Further, as frame collar 750 reaches the extended position and drive couplers 740, 742 of drive system 730 engage corresponding drive couplers 140, 142 of toner cartridges 100, the biasing forces of biasing members 754 acting on drive couplers 740, 742 axially biases each toner cartridge 100 in a direction towards right side panel 306 such that basket 204, in turn, is axially biased by each of drive couplers 740, 742 against right side panel 306. In one embodiment, side 207 of basket 204 includes contact points or surfaces 231, 233 (see FIG. 7) that are biased into contact against corresponding locating surfaces on right side panel 306 to define a horizontal position of basket 204 along the widthwise dimension of drawer 202 perpendicular to sliding direction 203 of drawer 202. In this manner, biasing forces applied by drive couplers 740, 742 of drive system 730 to toner cartridges 100 aid in preventing basket 204 and toner cartridges 100 from shifting horizontally along the widthwise dimension of drawer 202 during operation of toner cartridge 100 in image forming device 22.

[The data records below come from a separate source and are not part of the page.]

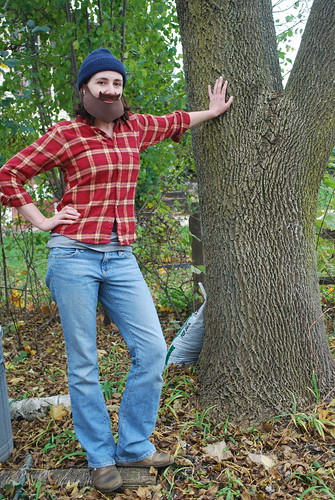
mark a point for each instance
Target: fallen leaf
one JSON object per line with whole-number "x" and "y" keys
{"x": 267, "y": 461}
{"x": 219, "y": 451}
{"x": 58, "y": 412}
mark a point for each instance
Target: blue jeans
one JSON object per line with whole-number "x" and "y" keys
{"x": 77, "y": 279}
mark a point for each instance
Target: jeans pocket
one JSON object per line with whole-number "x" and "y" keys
{"x": 63, "y": 253}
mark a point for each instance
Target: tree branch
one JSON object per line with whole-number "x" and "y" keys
{"x": 312, "y": 79}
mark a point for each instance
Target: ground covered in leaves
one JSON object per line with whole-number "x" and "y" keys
{"x": 290, "y": 457}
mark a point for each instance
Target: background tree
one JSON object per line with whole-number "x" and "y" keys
{"x": 259, "y": 171}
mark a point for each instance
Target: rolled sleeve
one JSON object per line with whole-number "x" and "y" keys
{"x": 154, "y": 129}
{"x": 42, "y": 155}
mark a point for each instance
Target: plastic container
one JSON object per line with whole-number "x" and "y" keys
{"x": 6, "y": 437}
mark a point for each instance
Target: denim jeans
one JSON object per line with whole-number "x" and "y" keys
{"x": 77, "y": 280}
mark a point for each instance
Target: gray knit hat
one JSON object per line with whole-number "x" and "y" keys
{"x": 100, "y": 60}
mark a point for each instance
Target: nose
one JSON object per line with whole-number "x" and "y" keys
{"x": 110, "y": 89}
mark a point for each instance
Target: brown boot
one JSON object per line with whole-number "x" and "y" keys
{"x": 155, "y": 460}
{"x": 106, "y": 479}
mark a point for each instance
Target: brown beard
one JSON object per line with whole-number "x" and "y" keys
{"x": 95, "y": 106}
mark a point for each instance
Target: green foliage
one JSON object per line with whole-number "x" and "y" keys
{"x": 42, "y": 49}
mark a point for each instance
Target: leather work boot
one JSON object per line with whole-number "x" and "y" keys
{"x": 106, "y": 479}
{"x": 155, "y": 460}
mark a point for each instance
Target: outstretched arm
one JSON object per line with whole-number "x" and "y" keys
{"x": 217, "y": 103}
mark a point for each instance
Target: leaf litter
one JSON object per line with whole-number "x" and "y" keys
{"x": 291, "y": 457}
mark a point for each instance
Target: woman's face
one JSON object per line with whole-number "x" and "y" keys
{"x": 106, "y": 82}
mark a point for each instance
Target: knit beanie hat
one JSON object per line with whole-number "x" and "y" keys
{"x": 100, "y": 60}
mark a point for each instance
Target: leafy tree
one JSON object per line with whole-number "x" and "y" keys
{"x": 259, "y": 171}
{"x": 43, "y": 45}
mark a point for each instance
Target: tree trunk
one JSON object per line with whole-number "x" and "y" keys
{"x": 259, "y": 170}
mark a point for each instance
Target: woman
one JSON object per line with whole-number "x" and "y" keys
{"x": 90, "y": 256}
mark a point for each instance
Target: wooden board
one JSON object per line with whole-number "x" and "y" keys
{"x": 132, "y": 477}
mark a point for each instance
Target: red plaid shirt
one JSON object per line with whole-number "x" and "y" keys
{"x": 100, "y": 171}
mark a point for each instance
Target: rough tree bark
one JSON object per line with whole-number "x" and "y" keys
{"x": 259, "y": 170}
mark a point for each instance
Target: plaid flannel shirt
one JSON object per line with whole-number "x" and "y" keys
{"x": 100, "y": 171}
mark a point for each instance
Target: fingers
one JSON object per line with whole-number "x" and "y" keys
{"x": 67, "y": 215}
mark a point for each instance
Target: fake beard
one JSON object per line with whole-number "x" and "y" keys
{"x": 106, "y": 112}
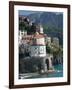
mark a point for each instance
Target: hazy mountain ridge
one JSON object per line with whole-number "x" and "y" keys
{"x": 51, "y": 19}
{"x": 52, "y": 23}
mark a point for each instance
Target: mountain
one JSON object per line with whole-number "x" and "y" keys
{"x": 51, "y": 22}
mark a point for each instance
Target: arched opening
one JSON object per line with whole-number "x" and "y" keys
{"x": 47, "y": 63}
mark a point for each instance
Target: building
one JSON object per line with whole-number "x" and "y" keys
{"x": 56, "y": 41}
{"x": 39, "y": 28}
{"x": 48, "y": 40}
{"x": 38, "y": 47}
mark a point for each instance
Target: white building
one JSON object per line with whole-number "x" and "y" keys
{"x": 56, "y": 41}
{"x": 38, "y": 48}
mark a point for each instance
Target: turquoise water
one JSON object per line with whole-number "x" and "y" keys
{"x": 59, "y": 73}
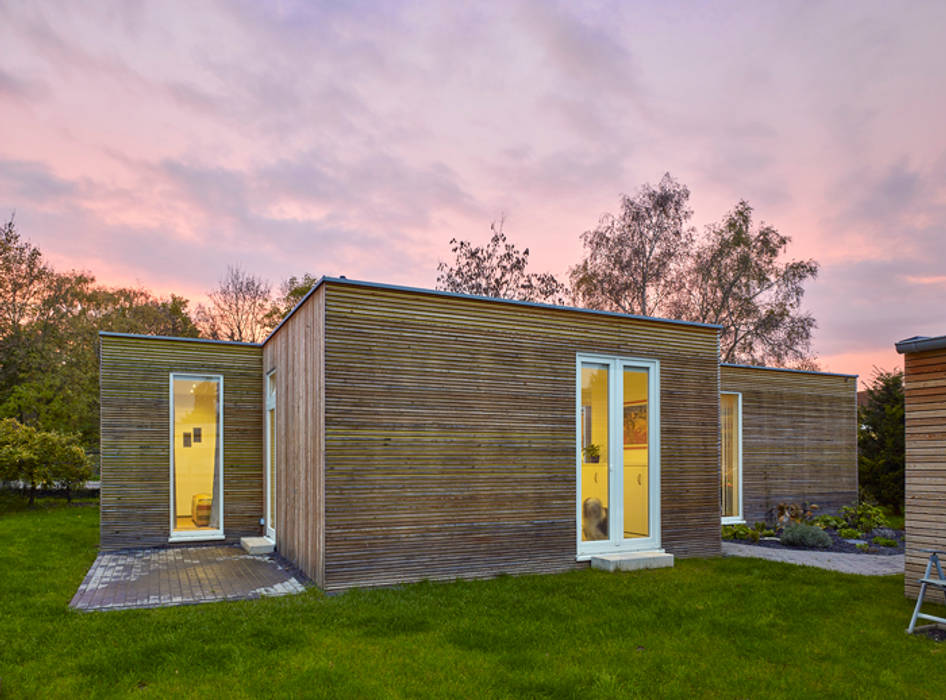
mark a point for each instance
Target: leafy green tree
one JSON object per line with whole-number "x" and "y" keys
{"x": 49, "y": 324}
{"x": 881, "y": 440}
{"x": 41, "y": 458}
{"x": 498, "y": 270}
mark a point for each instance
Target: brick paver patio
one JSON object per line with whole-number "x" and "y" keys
{"x": 150, "y": 578}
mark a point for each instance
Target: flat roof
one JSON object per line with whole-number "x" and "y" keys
{"x": 476, "y": 297}
{"x": 113, "y": 334}
{"x": 919, "y": 343}
{"x": 786, "y": 369}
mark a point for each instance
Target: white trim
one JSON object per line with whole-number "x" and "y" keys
{"x": 616, "y": 542}
{"x": 270, "y": 403}
{"x": 195, "y": 535}
{"x": 739, "y": 517}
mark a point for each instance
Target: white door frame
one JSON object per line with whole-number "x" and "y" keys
{"x": 269, "y": 437}
{"x": 616, "y": 543}
{"x": 207, "y": 534}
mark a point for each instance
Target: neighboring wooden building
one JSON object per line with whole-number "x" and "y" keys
{"x": 799, "y": 439}
{"x": 398, "y": 434}
{"x": 924, "y": 361}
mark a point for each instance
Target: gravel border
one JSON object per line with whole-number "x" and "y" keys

Although the example embodiment discussed above includes a single replaceable unit in the form of toner cartridge 100 for each toner color, it will be appreciated that the replaceable unit(s) of the image forming device may employ any suitable configuration as desired. For example, in one embodiment, the main toner supply for the image forming device is provided in a first replaceable unit and the developer unit and photoconductor unit are provided in a second replaceable unit. In another embodiment, the main toner supply for the image forming device and the developer unit are provided in a first replaceable unit and the photoconductor unit is provided in a second replaceable unit. Other configurations may be used as desired.
Further, it will be appreciated that the architecture and shape of toner cartridge 100 illustrated in FIGS. 2, 4, 5, 8, and 9 is merely intended to serve as an example. Those skilled in the art understand that toner cartridges, and other toner containers, may take many different shapes and configurations.
The foregoing description illustrates various aspects of the present disclosure. It is not intended to be exhaustive. Rather, it is chosen to illustrate the principles of the present disclosure and its practical application to enable one of ordinary skill in the art to utilize the present disclosure, including its various modifications that naturally follow. All modifications and variations are contemplated within the scope of the present disclosure as determined by the appended claims. Relatively apparent modifications include combining one or more features of various embodiments with features of other embodiments.